Rosalind turns once more toward Jemma and the infant gurgling in her arms. She points.

“The child?”

“No.”

She gasps as though partially relieved.

“But the next one will be mine.”

She shakes her head again, then stares at him with dazed eyes. “You’ll be hanged. Before this day is through, you’ll be caught and hanged.”

Slowly—too slowly for George—she begins backing toward the door. A strange mixture of pleading and contempt remains in her expression. George watches her all the way. Soon she is standing in the entranceway holding the door. She is staring openly at both of them and gazing all around at the hovel as though the scene before her is so perfect and so spectacular a degradation that it is somehow exquisite; something that must be viewed over and over until it is burned forever in the mind, with every detail, every particle of dust preserved. At last she disappears from view, her footsteps descending.

George waits until he is quite certain she is gone. He turns to Jemma.

“We must leave straightaway. We have to be gone from England tonight.”

“But we have nothing!” Jemma approaches.

George fingers Whitbourne’s letter.

“I have a plan,” he says.

Chapter Sixteen

Richard has never
seen the King at such close quarters. He is more familiar with the portrait that hangs in the Palace banquet hall. In the painting the King is attired in robes of state; he holds the orb and scepter, his head tilted slightly toward the viewer in an attitude that seems to convey both wisdom and nobility. The man in front of him now is a different kind of creature altogether. He moves backward and forward in his chair in an agitated manner. His face is a constant twitch of anxiety and perhaps annoyance. And his skin, far from showing the pink pure sheen of the Highlands as his portrait suggested, seems to be rather ingrained with dirt, oil or some other long-unwashed bodily sediment. There is an odour, too, wafting from him that would scarcely bear investigation.

“I had the impression, Admiral Whitbourne,” he says, pulling at his ear, “that I had sent m’a own fleet a year ago to seize and capture the pirate Easton.
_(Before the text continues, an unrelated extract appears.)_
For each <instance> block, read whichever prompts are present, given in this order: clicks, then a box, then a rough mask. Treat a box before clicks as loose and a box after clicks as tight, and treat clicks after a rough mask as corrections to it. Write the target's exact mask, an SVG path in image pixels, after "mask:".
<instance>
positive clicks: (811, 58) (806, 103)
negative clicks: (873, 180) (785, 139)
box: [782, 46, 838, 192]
Now i’ seems you an’ Sir Killigrew here want me to shower him wi’ honours.”

Whitbourne bows his head slightly before answering.

“Your Majesty sees the matter most astutely,” he begins. “It is one of the great paradoxes of power that he who seemed a villain yesterday can be revealed as a true and loyal friend today.”

“In wha’ ways is Easton a true and loyal friend?”

Whitbourne glances across at Killigrew, who stands in a deferential pose. “All the time I was with Captain Easton,” Richard answers, “in every venture against our hated foe, the Spanish, he was motivated solely by his utmost devotion and respect for the greater glory of Your Majesty.”